The Robert Wood Johnson Foundation is the United States’ largest foundation devoted to improving American’s health and health care. Over the four years of the project the Foundation will disperse $8.7 million to as many as 8 grantees. The National Program Office, located at the Texas A&M School of Rural Public Health, will direct the Active for Life project. Besides testing the effectiveness of the interventions, they hope to also implement and sustain the intervention programs at the project sites.
Each site will utilize one of two interventions: Active Living Every Day or Active Choices. Active Choices is a telephone-based intervention developed at Stanford University. Over the four years of the project, each site will have 1,000 participants in its program.

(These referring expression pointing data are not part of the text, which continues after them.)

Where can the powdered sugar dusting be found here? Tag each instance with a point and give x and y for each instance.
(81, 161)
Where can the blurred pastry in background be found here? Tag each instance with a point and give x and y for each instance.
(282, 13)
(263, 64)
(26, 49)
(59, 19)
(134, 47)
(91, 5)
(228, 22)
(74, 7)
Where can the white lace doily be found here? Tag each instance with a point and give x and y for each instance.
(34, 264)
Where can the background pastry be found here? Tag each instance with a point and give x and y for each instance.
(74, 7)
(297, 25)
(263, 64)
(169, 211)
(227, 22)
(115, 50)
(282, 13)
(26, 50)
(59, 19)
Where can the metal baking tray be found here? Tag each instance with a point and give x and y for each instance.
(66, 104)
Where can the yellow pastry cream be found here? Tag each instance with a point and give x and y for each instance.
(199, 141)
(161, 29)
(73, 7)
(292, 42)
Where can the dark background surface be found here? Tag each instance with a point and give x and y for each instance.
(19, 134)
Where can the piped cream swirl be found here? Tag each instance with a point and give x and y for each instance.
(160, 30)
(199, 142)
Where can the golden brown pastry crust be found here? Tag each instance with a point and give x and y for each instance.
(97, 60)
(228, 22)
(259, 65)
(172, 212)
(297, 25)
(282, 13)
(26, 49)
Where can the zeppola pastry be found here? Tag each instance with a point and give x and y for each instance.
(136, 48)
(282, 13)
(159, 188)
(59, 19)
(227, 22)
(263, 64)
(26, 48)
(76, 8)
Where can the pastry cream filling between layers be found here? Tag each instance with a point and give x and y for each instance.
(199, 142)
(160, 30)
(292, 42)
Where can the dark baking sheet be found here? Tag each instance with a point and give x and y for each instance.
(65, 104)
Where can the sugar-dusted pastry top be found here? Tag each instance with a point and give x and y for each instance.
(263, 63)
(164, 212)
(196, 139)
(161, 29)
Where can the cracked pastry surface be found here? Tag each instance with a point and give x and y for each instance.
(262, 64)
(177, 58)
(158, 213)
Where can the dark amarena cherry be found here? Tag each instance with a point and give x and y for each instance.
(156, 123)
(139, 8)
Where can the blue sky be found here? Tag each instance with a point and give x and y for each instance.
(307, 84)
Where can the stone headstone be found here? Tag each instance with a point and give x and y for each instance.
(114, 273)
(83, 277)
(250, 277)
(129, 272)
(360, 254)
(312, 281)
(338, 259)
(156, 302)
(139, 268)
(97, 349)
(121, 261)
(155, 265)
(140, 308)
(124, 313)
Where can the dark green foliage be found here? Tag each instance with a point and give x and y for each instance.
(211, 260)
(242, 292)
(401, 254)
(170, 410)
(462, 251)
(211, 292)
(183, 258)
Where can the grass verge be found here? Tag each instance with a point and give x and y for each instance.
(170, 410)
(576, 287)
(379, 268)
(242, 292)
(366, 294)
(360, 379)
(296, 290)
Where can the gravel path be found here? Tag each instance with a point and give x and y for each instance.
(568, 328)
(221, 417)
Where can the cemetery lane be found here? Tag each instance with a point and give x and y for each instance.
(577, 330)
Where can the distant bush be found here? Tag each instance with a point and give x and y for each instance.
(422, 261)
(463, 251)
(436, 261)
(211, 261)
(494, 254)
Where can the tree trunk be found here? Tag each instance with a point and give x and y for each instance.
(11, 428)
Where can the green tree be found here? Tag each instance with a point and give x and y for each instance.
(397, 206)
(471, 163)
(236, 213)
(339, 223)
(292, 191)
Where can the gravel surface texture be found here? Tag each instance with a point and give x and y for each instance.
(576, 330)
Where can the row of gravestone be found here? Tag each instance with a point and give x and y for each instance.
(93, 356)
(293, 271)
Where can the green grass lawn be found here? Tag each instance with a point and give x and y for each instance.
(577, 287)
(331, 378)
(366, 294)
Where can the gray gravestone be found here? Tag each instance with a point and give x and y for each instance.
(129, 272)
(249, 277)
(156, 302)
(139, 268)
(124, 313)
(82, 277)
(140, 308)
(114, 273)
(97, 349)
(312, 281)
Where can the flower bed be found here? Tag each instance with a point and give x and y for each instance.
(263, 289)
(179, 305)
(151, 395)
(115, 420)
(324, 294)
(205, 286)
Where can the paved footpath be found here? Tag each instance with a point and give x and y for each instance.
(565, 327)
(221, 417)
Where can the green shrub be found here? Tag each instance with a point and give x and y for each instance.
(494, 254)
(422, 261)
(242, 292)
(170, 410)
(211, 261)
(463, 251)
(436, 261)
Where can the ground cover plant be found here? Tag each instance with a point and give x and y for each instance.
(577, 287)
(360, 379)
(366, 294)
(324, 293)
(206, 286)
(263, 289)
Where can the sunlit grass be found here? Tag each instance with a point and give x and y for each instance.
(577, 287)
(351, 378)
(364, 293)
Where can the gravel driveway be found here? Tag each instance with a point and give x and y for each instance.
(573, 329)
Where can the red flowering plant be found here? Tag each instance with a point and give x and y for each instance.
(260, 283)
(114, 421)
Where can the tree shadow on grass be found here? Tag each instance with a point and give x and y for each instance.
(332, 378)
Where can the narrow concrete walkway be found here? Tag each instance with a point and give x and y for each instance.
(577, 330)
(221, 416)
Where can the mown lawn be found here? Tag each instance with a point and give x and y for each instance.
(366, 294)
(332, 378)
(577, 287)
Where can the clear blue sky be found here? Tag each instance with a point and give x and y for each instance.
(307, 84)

Active Living Every Day was chosen as the group intervention based on demonstrations of its efficacy in helping sedentary adults become and stay physically active. Active Living’s curriculum is derived from eight years of research at The Cooper Institute in Dallas, Texas, involving the groundbreaking Project ACTIVE study. This study used behavioral techniques to teach participants lifestyle skills that enabled them to change their activity behavior.

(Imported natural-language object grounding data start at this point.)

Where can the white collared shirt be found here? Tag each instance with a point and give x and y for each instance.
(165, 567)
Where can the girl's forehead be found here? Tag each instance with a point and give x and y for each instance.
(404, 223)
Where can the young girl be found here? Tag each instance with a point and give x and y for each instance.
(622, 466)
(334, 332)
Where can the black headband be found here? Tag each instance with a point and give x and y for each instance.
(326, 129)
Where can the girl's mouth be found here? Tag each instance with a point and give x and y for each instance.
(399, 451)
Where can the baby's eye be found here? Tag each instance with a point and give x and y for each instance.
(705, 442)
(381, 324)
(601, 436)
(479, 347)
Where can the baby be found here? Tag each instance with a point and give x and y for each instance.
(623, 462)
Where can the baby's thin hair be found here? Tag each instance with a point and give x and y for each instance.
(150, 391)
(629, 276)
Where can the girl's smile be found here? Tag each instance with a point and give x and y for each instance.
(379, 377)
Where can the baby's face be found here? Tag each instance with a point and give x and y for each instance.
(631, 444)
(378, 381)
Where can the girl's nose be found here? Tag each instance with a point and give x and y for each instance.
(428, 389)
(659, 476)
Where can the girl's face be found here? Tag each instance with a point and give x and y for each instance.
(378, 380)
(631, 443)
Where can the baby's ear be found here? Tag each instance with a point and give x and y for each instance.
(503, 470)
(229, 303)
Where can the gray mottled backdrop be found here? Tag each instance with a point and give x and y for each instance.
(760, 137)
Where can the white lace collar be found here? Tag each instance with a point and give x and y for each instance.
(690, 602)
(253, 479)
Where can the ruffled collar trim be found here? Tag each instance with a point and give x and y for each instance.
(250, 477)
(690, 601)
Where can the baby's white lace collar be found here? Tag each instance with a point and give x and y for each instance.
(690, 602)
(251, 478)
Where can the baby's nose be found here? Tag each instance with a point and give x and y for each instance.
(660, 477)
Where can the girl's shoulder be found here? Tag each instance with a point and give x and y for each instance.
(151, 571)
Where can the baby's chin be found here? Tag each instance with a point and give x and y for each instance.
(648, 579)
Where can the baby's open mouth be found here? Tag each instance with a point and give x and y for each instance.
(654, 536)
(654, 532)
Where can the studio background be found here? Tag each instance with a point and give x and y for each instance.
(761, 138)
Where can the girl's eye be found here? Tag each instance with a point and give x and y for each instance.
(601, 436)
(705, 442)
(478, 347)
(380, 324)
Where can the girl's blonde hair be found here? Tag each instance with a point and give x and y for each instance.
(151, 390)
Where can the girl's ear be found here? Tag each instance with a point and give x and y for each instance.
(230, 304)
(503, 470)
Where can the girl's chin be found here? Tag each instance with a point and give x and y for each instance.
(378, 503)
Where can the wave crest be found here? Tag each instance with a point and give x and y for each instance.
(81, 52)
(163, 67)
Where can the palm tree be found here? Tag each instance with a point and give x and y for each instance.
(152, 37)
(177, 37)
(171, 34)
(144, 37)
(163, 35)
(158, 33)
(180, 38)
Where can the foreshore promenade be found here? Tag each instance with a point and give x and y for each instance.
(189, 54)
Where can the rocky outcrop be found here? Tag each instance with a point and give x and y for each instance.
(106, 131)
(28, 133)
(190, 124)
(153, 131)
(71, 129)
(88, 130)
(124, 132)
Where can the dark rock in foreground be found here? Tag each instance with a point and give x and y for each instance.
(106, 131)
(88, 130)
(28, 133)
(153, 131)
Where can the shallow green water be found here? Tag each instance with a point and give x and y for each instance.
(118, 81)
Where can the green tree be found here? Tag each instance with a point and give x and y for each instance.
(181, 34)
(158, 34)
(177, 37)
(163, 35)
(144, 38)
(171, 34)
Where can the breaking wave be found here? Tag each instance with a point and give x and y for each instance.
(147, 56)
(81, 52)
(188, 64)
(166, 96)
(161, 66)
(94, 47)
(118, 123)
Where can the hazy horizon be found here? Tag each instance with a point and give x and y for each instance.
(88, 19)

The Active Living Every Day course developed by The Cooper Institute and Human Kinetics Publishers uses a unique approach to behavior change. The center of this course is the group sessions, which feature interactive learning and group support. Sessions start with a check-in and review where the participants share their experiences from the past week and build support and community. Next, there’s facilitated discussion of the session’s lesson followed by a group activity that helps the participant apply the lesson. A home assignment builds continuity and applicability from the classroom to real life. The last elements of each session are a preview of the next week, a summary, and a participant evaluation.

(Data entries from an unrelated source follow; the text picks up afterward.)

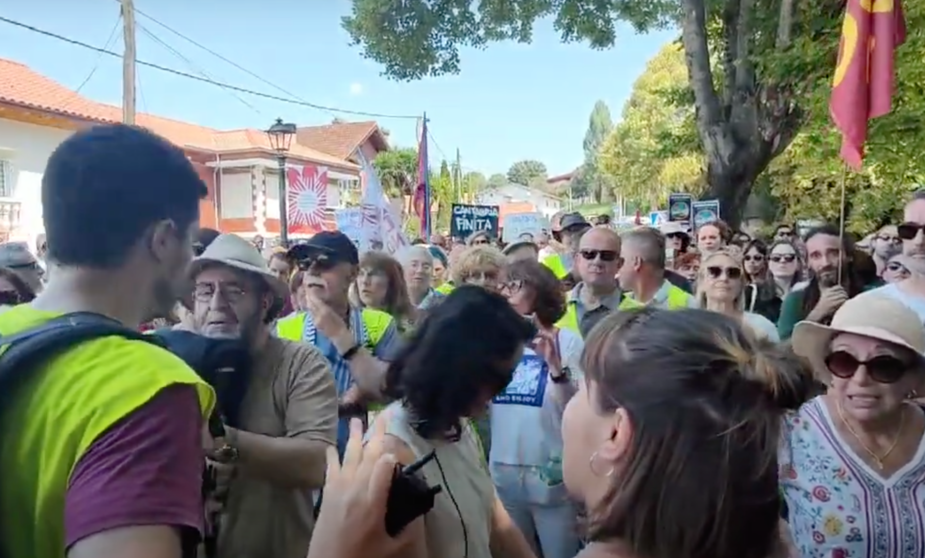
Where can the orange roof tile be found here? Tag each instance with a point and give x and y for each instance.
(339, 139)
(22, 86)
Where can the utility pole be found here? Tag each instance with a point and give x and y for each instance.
(128, 62)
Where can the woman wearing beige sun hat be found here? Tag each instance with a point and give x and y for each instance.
(852, 461)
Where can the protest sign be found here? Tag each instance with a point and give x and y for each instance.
(524, 226)
(350, 222)
(705, 211)
(469, 219)
(680, 207)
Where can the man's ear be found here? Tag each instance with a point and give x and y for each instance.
(164, 234)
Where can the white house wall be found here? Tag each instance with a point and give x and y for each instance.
(237, 195)
(514, 193)
(26, 148)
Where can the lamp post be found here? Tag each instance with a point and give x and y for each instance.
(280, 134)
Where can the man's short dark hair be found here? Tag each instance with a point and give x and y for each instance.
(105, 186)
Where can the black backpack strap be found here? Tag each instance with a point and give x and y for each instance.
(27, 349)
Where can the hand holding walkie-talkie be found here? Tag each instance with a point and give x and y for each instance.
(410, 497)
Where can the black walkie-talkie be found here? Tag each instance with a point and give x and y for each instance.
(409, 496)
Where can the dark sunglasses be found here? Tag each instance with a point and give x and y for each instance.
(716, 272)
(10, 298)
(908, 231)
(606, 255)
(786, 258)
(883, 369)
(321, 262)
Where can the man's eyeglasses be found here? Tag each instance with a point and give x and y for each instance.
(204, 292)
(321, 262)
(786, 258)
(890, 239)
(896, 267)
(512, 287)
(605, 255)
(716, 272)
(908, 231)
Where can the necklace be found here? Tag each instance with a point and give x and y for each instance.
(877, 458)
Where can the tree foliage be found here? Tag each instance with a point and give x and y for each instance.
(497, 180)
(397, 170)
(653, 151)
(807, 178)
(749, 62)
(527, 173)
(593, 180)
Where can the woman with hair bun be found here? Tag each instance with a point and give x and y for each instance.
(687, 400)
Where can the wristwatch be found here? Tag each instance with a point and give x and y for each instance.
(563, 377)
(227, 454)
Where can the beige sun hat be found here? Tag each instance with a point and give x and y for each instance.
(869, 314)
(236, 252)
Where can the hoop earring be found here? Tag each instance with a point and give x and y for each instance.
(591, 466)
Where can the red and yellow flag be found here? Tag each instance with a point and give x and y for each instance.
(865, 78)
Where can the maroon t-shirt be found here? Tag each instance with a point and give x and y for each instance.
(145, 470)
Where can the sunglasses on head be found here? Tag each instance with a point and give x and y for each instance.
(716, 272)
(883, 369)
(908, 231)
(605, 255)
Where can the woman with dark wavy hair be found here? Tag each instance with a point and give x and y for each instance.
(461, 355)
(525, 458)
(671, 441)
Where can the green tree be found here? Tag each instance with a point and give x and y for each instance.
(653, 151)
(594, 180)
(807, 178)
(497, 180)
(444, 196)
(527, 173)
(472, 184)
(749, 62)
(397, 170)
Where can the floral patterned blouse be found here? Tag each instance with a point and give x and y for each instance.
(839, 507)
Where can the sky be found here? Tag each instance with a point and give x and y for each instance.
(508, 103)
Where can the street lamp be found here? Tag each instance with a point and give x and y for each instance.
(280, 134)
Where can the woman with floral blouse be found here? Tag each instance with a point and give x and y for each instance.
(852, 461)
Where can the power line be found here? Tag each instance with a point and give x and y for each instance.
(217, 55)
(191, 65)
(96, 65)
(199, 78)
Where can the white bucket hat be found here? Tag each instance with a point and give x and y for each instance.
(233, 251)
(869, 314)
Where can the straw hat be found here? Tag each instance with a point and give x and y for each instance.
(869, 314)
(236, 252)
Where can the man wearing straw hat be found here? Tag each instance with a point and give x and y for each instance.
(288, 413)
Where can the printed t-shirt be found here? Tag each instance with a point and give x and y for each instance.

The Active Living Every Day learning materials offer key support to the course’s group process. The ALED course uses flexible delivery options through its easy-to-use components. There’s a textbook, Active Living Every Day, along with a companion online study guide that supplements the textbook and a Web site that offers support to participants, as well as to facilitators as they journey through ALED. Comprehensive training is provided to sites providing ALED courses, including a Facilitator Guide, online training, and workshop.
These components work together to provide a realistic and successful lifestyle approach to helping people become physically active. Through the Active for Life project, the value of this course will be understood to a greater extent, and more Americans will come to lead more active lives.